= Lie–Palais theorem =

Lifts an action of a finite-dimensional Lie algebra on a manifold to a Lie group action

In differential geometry, a field of mathematics, the Lie–Palais theorem is a partial converse to the fact that any smooth action of a Lie group induces an infinitesimal action of its Lie algebra. Palais (1957) proved it as a global form of an earlier local theorem due to Sophus Lie.

== Statement ==
Let $\mathfrak{g}$ be a finite-dimensional Lie algebra and $M$ a closed manifold, i.e. a compact smooth manifold without boundary. Then any infinitesimal action $a: \mathfrak{g} \to \mathfrak{X}(M)$ of $\mathfrak{g}$ on $M$ can be integrated to a smooth action of a finite-dimensional Lie group $G$, i.e. there is a smooth action $\Phi: G \times M \to M$ such that $a (\alpha) = d_e \Phi (\cdot,x) (\alpha)$ for every $\alpha \in \mathfrak{g}$.

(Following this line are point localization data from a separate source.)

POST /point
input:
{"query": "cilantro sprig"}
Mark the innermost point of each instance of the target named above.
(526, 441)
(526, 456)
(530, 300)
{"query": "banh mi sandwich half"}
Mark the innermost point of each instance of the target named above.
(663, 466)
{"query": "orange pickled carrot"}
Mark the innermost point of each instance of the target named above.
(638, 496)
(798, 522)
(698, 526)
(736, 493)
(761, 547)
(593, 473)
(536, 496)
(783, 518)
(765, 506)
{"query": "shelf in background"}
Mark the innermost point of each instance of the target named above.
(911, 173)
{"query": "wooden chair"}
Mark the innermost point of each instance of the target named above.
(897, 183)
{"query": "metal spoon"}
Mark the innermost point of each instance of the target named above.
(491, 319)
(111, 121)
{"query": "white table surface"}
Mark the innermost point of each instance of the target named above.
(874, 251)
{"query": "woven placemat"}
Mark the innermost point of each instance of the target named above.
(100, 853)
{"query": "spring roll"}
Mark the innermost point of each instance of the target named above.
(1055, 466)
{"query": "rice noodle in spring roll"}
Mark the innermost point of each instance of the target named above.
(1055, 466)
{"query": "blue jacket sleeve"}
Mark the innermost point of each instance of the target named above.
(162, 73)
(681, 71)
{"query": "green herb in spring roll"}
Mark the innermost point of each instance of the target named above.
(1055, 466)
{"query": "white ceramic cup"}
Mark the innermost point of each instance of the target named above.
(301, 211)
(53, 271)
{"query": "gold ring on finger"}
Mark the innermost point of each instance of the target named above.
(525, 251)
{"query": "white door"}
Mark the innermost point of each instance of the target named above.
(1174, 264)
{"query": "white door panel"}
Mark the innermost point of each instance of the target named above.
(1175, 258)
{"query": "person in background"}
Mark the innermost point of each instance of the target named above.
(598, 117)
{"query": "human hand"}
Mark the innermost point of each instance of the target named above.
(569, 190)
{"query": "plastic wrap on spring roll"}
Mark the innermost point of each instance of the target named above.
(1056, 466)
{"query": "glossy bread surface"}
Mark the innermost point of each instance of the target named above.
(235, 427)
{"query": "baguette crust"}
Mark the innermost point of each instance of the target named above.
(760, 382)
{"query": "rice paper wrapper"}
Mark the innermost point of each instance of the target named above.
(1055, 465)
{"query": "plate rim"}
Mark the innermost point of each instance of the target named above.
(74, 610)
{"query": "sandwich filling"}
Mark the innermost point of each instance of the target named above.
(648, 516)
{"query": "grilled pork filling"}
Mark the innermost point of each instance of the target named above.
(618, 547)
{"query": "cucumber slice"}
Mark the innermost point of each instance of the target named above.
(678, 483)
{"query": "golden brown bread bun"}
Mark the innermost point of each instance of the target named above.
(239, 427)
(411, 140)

If $M$ is a manifold with boundary, the statement holds true if the action $a$ preserves the boundary; in other words, the vector fields on the boundary must be tangent to the boundary.

== Counterexamples ==
The example of the vector field $d/dx$ on the open unit interval shows that the result is false for non-compact manifolds.

Similarly, without the assumption that the Lie algebra is finite-dimensional, the result can be false. Milnor (1984) gives the following example due to Omori: consider the Lie algebra $\mathfrak{g}$ of vector fields of the form $f(x,y) \partial/\partial x + g(x,y) \partial/\partial y$ acting on the torus $M = \mathbb{R}^2/\mathbb{Z}^2$ such that $g (x,y) = 0$ for $0 \leq x \leq 1/2$. This Lie algebra is not the Lie algebra of any group.

== Infinite-dimensional generalization ==
Pestov (1995) gives an infinite-dimensional generalization of the Lie–Palais theorem for Banach–Lie algebras with finite-dimensional center.